Government Telecommunications Minister Ivan Markovic said the stations do not have licenses or have not paid for use of their frequency. The TV stations counter that the government has never issued licenses and that fees are set arbitrarily. Belgrade's Studio B owes 11 million dinars ($275,000 at black-market rates) a princely sum in a country left impoverished by years of United Nations sanctions over its involvement in ethnic conflicts in Bosnia and Kosovo, still technically a Serbian province.
Belgrade mayor Vojislav Mihailovic has appealed to citizens to take to the streets if Studio B goes off the air. "If you see a blank screen, go to Republic Square to defend your freedom, to defend your rights to be informed."
Studio B is run by the Belgrade city government, which in turn is controlled by the Serbian Renewal Movement, Yugoslavia's most powerful opposition party.
The group's leader, Vuk Draskovic, is known as "the king of the streets" for leading protests in 1996-97 that threatened to topple Milosevic.

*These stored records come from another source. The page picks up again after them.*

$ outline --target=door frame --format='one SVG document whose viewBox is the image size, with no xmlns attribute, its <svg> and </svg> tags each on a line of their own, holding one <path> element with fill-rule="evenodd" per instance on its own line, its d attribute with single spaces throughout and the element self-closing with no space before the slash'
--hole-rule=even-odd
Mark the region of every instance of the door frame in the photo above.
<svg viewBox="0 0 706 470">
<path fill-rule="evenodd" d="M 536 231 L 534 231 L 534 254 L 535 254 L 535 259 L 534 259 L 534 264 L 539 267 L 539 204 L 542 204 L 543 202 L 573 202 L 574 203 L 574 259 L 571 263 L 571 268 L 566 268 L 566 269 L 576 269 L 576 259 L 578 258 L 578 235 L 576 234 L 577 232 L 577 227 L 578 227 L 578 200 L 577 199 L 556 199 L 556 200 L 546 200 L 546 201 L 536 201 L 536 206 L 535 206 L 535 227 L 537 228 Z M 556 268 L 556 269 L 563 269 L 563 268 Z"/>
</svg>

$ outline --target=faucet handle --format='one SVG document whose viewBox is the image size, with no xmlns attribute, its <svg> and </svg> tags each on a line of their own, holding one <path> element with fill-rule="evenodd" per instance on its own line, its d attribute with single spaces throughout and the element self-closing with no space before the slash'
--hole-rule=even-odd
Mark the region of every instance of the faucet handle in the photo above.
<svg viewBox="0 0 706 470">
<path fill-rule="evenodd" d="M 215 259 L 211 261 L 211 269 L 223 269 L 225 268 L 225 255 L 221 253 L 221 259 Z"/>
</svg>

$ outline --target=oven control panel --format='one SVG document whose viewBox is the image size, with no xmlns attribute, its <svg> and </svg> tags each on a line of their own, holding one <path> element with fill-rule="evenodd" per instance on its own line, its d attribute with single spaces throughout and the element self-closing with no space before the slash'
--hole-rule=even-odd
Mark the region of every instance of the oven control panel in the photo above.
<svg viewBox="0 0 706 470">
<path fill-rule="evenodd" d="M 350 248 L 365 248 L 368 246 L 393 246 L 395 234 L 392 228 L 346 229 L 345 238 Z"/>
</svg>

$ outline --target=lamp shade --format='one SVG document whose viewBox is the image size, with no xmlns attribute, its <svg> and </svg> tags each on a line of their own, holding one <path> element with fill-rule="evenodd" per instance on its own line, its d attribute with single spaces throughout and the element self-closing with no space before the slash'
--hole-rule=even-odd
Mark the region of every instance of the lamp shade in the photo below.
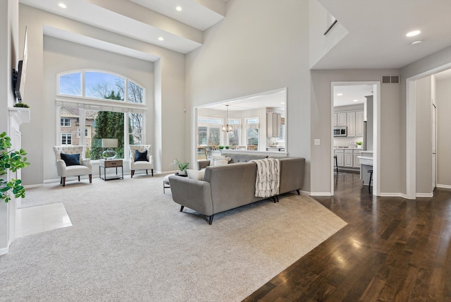
<svg viewBox="0 0 451 302">
<path fill-rule="evenodd" d="M 117 147 L 118 147 L 117 138 L 102 138 L 101 139 L 102 148 L 116 148 Z"/>
</svg>

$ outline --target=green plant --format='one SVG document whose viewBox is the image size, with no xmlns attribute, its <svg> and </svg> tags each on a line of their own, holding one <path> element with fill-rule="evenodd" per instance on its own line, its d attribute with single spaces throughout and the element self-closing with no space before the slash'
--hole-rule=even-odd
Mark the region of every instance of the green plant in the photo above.
<svg viewBox="0 0 451 302">
<path fill-rule="evenodd" d="M 176 167 L 179 171 L 186 171 L 186 169 L 190 167 L 190 163 L 187 162 L 182 162 L 175 159 L 170 166 Z"/>
<path fill-rule="evenodd" d="M 24 157 L 27 152 L 23 149 L 19 151 L 8 151 L 8 149 L 11 147 L 11 138 L 6 136 L 6 132 L 0 134 L 0 175 L 6 174 L 8 170 L 16 172 L 19 169 L 25 168 L 30 164 L 27 162 L 27 157 Z M 9 195 L 10 191 L 16 198 L 25 197 L 25 189 L 22 186 L 20 179 L 11 179 L 10 181 L 0 179 L 0 194 L 5 203 L 11 200 Z"/>
<path fill-rule="evenodd" d="M 14 104 L 14 107 L 19 107 L 19 108 L 30 108 L 30 106 L 28 106 L 25 103 L 16 103 L 16 104 Z"/>
</svg>

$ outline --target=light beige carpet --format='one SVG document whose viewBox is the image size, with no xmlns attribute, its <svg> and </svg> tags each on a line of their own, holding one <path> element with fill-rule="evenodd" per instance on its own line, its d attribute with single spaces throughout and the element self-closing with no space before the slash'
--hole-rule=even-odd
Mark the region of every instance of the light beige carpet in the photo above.
<svg viewBox="0 0 451 302">
<path fill-rule="evenodd" d="M 346 223 L 285 194 L 202 215 L 163 194 L 163 176 L 30 189 L 63 202 L 73 226 L 18 238 L 0 256 L 1 301 L 240 301 Z"/>
</svg>

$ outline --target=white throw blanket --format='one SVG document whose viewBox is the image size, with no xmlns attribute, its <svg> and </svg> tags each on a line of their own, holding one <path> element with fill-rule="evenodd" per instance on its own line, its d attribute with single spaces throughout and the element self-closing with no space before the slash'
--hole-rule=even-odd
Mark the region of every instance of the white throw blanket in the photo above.
<svg viewBox="0 0 451 302">
<path fill-rule="evenodd" d="M 255 197 L 278 195 L 280 164 L 276 158 L 251 160 L 257 164 Z"/>
</svg>

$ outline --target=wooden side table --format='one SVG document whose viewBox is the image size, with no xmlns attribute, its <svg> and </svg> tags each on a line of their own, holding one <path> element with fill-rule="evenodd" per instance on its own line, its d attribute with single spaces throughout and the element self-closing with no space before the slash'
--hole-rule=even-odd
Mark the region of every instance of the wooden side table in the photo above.
<svg viewBox="0 0 451 302">
<path fill-rule="evenodd" d="M 123 166 L 122 159 L 100 159 L 99 161 L 99 178 L 104 180 L 105 181 L 111 179 L 124 179 L 124 168 Z M 121 168 L 122 172 L 122 176 L 118 175 L 118 168 Z M 104 168 L 104 177 L 101 177 L 101 168 Z M 109 176 L 106 177 L 106 168 L 116 168 L 116 175 Z"/>
</svg>

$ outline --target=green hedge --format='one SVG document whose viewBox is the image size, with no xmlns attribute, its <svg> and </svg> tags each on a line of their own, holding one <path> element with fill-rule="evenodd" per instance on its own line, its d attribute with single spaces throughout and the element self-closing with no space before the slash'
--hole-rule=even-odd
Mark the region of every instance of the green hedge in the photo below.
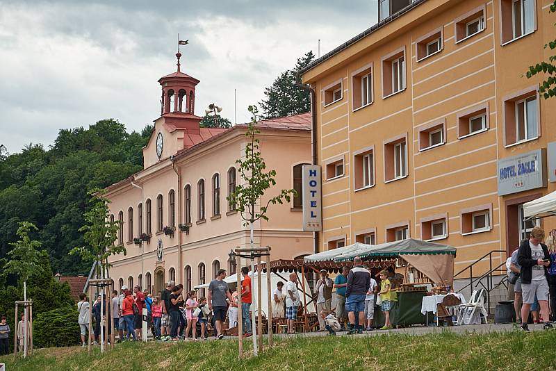
<svg viewBox="0 0 556 371">
<path fill-rule="evenodd" d="M 60 308 L 37 315 L 33 322 L 35 347 L 67 347 L 80 341 L 79 313 L 74 308 Z"/>
</svg>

Telecommunications minister Mr. Markovic signaled March 14 that the recent closings are just the beginning. He said 168 radio and 167 television stations owe the government money adding, "All debts, broadcasting fees owed to the government must be paid up by March 31."
Pressure on Serbian independent media has been growing for months. Serbia's Law on Public Information has been used to levy millions in fines on both print and broadcast media.
One popular shareholder-owned Belgrade daily was recently renationalized. The government also shut down an important independent printing press, ABC Grafika, after the company failed to pay a hefty fine.
Belgrade's Studio B has experienced intermittent signal jamming for the past seven months. Asked about the continuing signal troubles, Markovic said, "Even cordless phones can cause signal disruption."
Gordana Susa, president of the Independent Journalists Association of Serbia, expected repression would increase after Milosevic gave a stinging speech Feb. 17 at the Socialist Party Congress. "The print media were already straining under severe financial pressure caused by enormous fines," Mr. Susa says. "Then Milosevic hinted that electronic media were next..... His speech at the party congress made it clear he was prepared to go to the end in snuffing out our remaining rights and that we were moving toward an open dictatorship."
Last month, Serbian vice president and nationalist leader Vojislav Seselj issued a virtual declaration of war on independent media at his weekly press conference. "You are paid with American money to destroy your country. You are traitors, the worst kind, there's nothing worse than you. You are worse than any kind of criminal."
Many of Serbia's independent media receive funding from outside donors, including US philanthropist and financier George Soros.
Mr. Seselj went on to call the journalists "killers" and warned, "Your turn will come to be liquidated."
After Seselj's statement, independent outlets began a "Stop Violence" campaign, now in its fourth week, to draw attention to media persecution. The first action was a boycott of Seselj's press conferences. "There was some debate about the journalistic ethics of such a boycott, but we concluded that we didn't want to serve as a microphone for hate speech. Also, our experience in Serbia has shown that such threats and hate speech are inevitably followed by acts of violence," says Susa.
Independent broadcasters across Serbia will begin airing short spots March 15 to tell viewers of the media attacks. A "pillar of shame" at the offices of the Independent Journalists Association bears the names of judges who have prosecuted media under the draconian Law on Public Information. Susa says the regime aims to destroy independent media through heavy fines, reappropriation of formerly state-owned media, and as a final strategy, direct violence. "I think we're moving into that final stage," he says.